You can query JSON columns using standard operators, for example:
SELECT * FROM [TABLE] WHERE [JSON_COLUMN]->>'[JSON_KEY]' = '[JSON_VALUE]';
- Incremental data synchronization into Iceberg tables.
- Direct Postgres-compatible write operations.
- Real-time replication from Postgres using CDC.
- TLS and authentication support for Postgres connections.
- Iceberg table compaction and partitioning.
- Cache layer for frequently accessed data.
- Add support for materialized views.
PostgreSQL pros:
- It is the most loved general-purpose transactional (OLTP) database 💛
- Capable of running analytical queries at small scale
PostgreSQL cons:
- Slow for analytical (OLAP) queries on medium and large datasets
- Requires creating indexes for specific analytical queries, which impacts the "write" performance for transactional queries
- Materialized views as a "cache" require manual maintenance and become increasingly slow to refresh as the data grows
- Further tuning may not be possible if executing various ad-hoc analytical queries
PostgreSQL extensions pros:
- There is a wide range of extensions available in the PostgreSQL ecosystem
- Open-source community driven
PostgreSQL extensions cons:
- Performance overhead when running analytical queries affecting transactional queries
- Limited support for installable extensions in managed PostgreSQL services (for example, AWS Aurora allowlist)
- Increased PostgreSQL maintenance complexity when upgrading versions
- Require manual data syncing and schema mapping if data is stored in a different format
Main types of extensions for analytics:
- Foreign data wrapper extensions (parquet_fdw, parquet_s3_fdw, etc.)
- Pros: allow querying external data sources like columnar Parquet files directly from PostgreSQL
- Cons: use not optimized for analytics query engines
- OLAP query engine extensions (pg_duckdb, pg_analytics, etc.)

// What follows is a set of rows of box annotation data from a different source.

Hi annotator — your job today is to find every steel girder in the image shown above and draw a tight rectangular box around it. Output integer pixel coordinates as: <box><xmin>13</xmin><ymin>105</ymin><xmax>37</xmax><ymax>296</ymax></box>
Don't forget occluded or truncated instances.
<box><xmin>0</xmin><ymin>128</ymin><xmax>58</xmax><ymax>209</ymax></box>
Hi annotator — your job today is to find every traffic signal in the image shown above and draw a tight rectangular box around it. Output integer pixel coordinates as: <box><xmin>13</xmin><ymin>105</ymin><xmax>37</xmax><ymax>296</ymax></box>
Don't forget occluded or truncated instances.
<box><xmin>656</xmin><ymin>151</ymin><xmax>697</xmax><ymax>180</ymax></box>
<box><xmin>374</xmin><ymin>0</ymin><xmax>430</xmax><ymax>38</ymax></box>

- Pros: integrate an analytical query engine directly into PostgreSQL
- Cons: cumbersome to use (creating foreign tables, calling custom functions), data layer is not integrated and optimized
DuckDB pros:
- Designed for OLAP use cases
- Easy to run with a single binary
DuckDB cons:
- Limited support in the data ecosystem like notebooks, BI tools, etc.
- Requires manual data syncing and schema mapping for best performance
- Limited features compared to a full-fledged database: no support for writing into Iceberg tables, reading from Iceberg according to the spec, etc.

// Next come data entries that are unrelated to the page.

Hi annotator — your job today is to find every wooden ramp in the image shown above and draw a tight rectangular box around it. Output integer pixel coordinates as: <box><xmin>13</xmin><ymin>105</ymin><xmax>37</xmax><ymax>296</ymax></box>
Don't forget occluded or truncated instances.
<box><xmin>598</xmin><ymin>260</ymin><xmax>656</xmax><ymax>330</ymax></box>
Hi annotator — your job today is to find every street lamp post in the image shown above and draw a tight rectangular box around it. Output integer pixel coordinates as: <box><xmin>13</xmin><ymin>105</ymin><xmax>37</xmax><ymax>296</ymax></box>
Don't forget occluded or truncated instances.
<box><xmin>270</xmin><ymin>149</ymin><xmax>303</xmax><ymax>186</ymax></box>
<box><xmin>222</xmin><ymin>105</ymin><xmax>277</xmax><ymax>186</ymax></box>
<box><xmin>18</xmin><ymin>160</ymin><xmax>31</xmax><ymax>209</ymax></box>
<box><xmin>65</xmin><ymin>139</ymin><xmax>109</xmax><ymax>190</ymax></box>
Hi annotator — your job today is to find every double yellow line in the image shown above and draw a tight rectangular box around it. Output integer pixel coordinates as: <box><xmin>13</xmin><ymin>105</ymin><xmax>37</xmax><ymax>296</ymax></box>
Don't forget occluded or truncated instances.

Real-time OLAP databases pros:
- High-performance optimized for real-time analytics
Real-time OLAP databases cons:
- Require expertise to set up and manage distributed systems
- Limitations on data mutability
- Steeper learning curve
- Require manual data syncing and schema mapping
Big data query engines pros:
- Distributed SQL query engines for big data analytics
Big data query engines cons:
- Complex to set up and manage a distributed query engine (ZooKeeper, JVM, etc.)
- Don't have a storage layer themselves
- Require manual data syncing and schema mapping
Proprietary solutions pros:
- Fully managed cloud data warehouses and lakehouses optimized for OLAP
Proprietary solutions cons:
- Can be expensive compared to other alternatives
- Vendor lock-in and limited control over the data
- Require separate systems for data syncing and schema mapping
We develop BemiDB using Devbox to ensure a consistent development environment without relying on Docker.

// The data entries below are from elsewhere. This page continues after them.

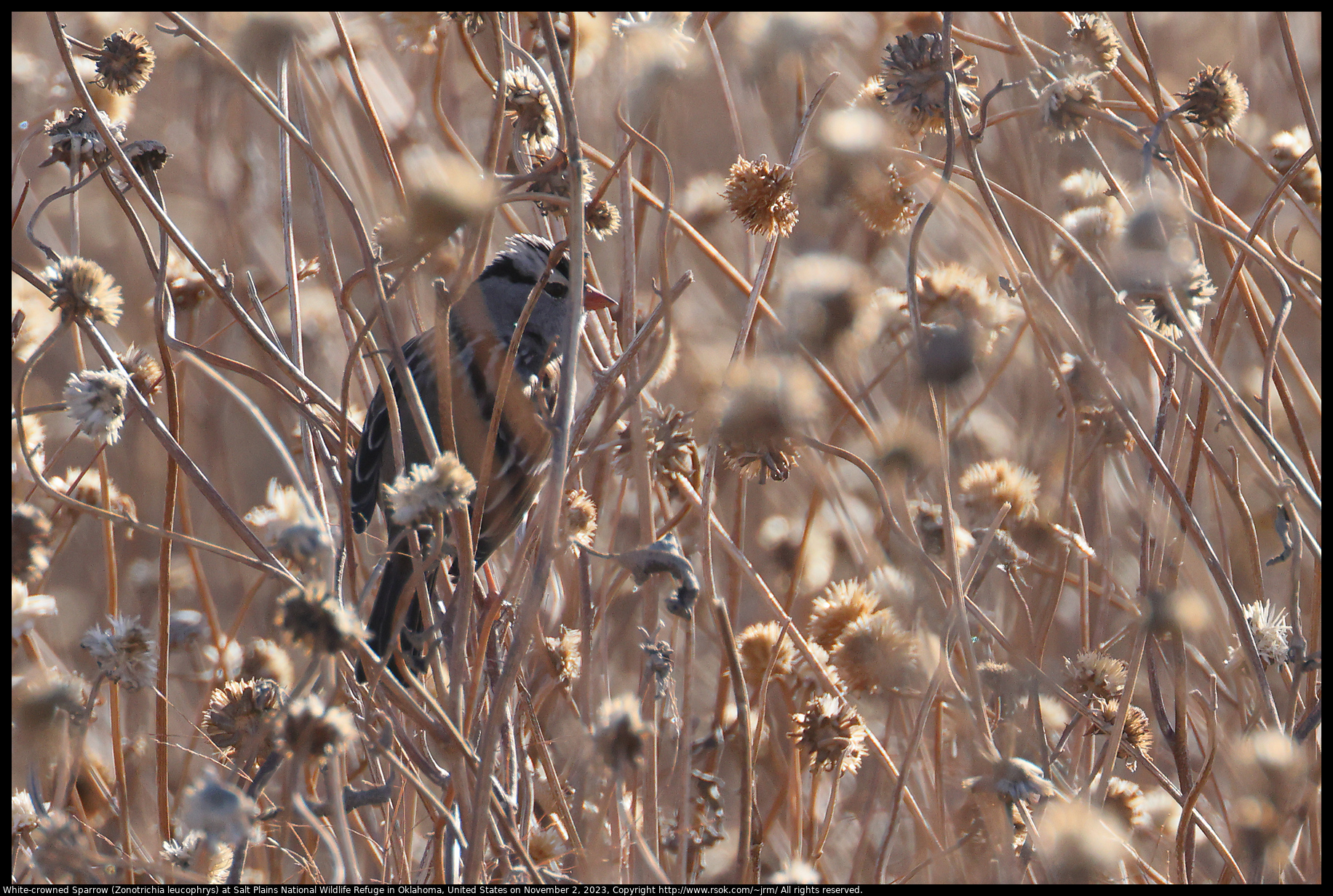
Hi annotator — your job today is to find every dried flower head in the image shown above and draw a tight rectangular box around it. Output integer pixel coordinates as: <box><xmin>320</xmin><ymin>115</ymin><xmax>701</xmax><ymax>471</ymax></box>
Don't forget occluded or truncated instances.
<box><xmin>736</xmin><ymin>623</ymin><xmax>797</xmax><ymax>695</ymax></box>
<box><xmin>584</xmin><ymin>199</ymin><xmax>620</xmax><ymax>240</ymax></box>
<box><xmin>64</xmin><ymin>371</ymin><xmax>130</xmax><ymax>445</ymax></box>
<box><xmin>1059</xmin><ymin>168</ymin><xmax>1120</xmax><ymax>211</ymax></box>
<box><xmin>1051</xmin><ymin>203</ymin><xmax>1125</xmax><ymax>268</ymax></box>
<box><xmin>565</xmin><ymin>488</ymin><xmax>597</xmax><ymax>548</ymax></box>
<box><xmin>274</xmin><ymin>583</ymin><xmax>365</xmax><ymax>655</ymax></box>
<box><xmin>806</xmin><ymin>579</ymin><xmax>880</xmax><ymax>652</ymax></box>
<box><xmin>384</xmin><ymin>451</ymin><xmax>477</xmax><ymax>525</ymax></box>
<box><xmin>545</xmin><ymin>625</ymin><xmax>583</xmax><ymax>688</ymax></box>
<box><xmin>593</xmin><ymin>693</ymin><xmax>652</xmax><ymax>773</ymax></box>
<box><xmin>1232</xmin><ymin>600</ymin><xmax>1292</xmax><ymax>669</ymax></box>
<box><xmin>176</xmin><ymin>777</ymin><xmax>258</xmax><ymax>844</ymax></box>
<box><xmin>904</xmin><ymin>261</ymin><xmax>1016</xmax><ymax>344</ymax></box>
<box><xmin>43</xmin><ymin>257</ymin><xmax>122</xmax><ymax>327</ymax></box>
<box><xmin>1102</xmin><ymin>777</ymin><xmax>1147</xmax><ymax>832</ymax></box>
<box><xmin>1069</xmin><ymin>12</ymin><xmax>1120</xmax><ymax>72</ymax></box>
<box><xmin>848</xmin><ymin>165</ymin><xmax>921</xmax><ymax>236</ymax></box>
<box><xmin>1088</xmin><ymin>697</ymin><xmax>1153</xmax><ymax>771</ymax></box>
<box><xmin>958</xmin><ymin>459</ymin><xmax>1041</xmax><ymax>520</ymax></box>
<box><xmin>792</xmin><ymin>693</ymin><xmax>867</xmax><ymax>776</ymax></box>
<box><xmin>79</xmin><ymin>616</ymin><xmax>157</xmax><ymax>691</ymax></box>
<box><xmin>908</xmin><ymin>499</ymin><xmax>976</xmax><ymax>556</ymax></box>
<box><xmin>200</xmin><ymin>679</ymin><xmax>287</xmax><ymax>757</ymax></box>
<box><xmin>240</xmin><ymin>637</ymin><xmax>296</xmax><ymax>689</ymax></box>
<box><xmin>612</xmin><ymin>405</ymin><xmax>702</xmax><ymax>495</ymax></box>
<box><xmin>402</xmin><ymin>147</ymin><xmax>493</xmax><ymax>255</ymax></box>
<box><xmin>282</xmin><ymin>693</ymin><xmax>356</xmax><ymax>757</ymax></box>
<box><xmin>1037</xmin><ymin>56</ymin><xmax>1101</xmax><ymax>143</ymax></box>
<box><xmin>782</xmin><ymin>253</ymin><xmax>878</xmax><ymax>361</ymax></box>
<box><xmin>9</xmin><ymin>579</ymin><xmax>56</xmax><ymax>640</ymax></box>
<box><xmin>504</xmin><ymin>65</ymin><xmax>559</xmax><ymax>157</ymax></box>
<box><xmin>1037</xmin><ymin>800</ymin><xmax>1125</xmax><ymax>884</ymax></box>
<box><xmin>723</xmin><ymin>156</ymin><xmax>798</xmax><ymax>237</ymax></box>
<box><xmin>88</xmin><ymin>28</ymin><xmax>157</xmax><ymax>93</ymax></box>
<box><xmin>51</xmin><ymin>467</ymin><xmax>139</xmax><ymax>520</ymax></box>
<box><xmin>832</xmin><ymin>609</ymin><xmax>920</xmax><ymax>693</ymax></box>
<box><xmin>37</xmin><ymin>108</ymin><xmax>125</xmax><ymax>168</ymax></box>
<box><xmin>963</xmin><ymin>757</ymin><xmax>1056</xmax><ymax>805</ymax></box>
<box><xmin>717</xmin><ymin>361</ymin><xmax>819</xmax><ymax>481</ymax></box>
<box><xmin>1268</xmin><ymin>127</ymin><xmax>1324</xmax><ymax>211</ymax></box>
<box><xmin>528</xmin><ymin>149</ymin><xmax>593</xmax><ymax>215</ymax></box>
<box><xmin>117</xmin><ymin>343</ymin><xmax>163</xmax><ymax>403</ymax></box>
<box><xmin>9</xmin><ymin>503</ymin><xmax>51</xmax><ymax>588</ymax></box>
<box><xmin>1065</xmin><ymin>651</ymin><xmax>1128</xmax><ymax>700</ymax></box>
<box><xmin>1177</xmin><ymin>63</ymin><xmax>1249</xmax><ymax>139</ymax></box>
<box><xmin>880</xmin><ymin>33</ymin><xmax>979</xmax><ymax>135</ymax></box>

To start developing BemiDB and run tests, follow these steps:
cp .env.sample .env
make install
make test
To run BemiDB locally, use the following command:
make up
To sync data from a Postgres database, use the following command:
make sync
Distributed under the terms of the AGPL-3.0 License. If you need to modify and distribute the code, please release it to contribute back to the open-source community.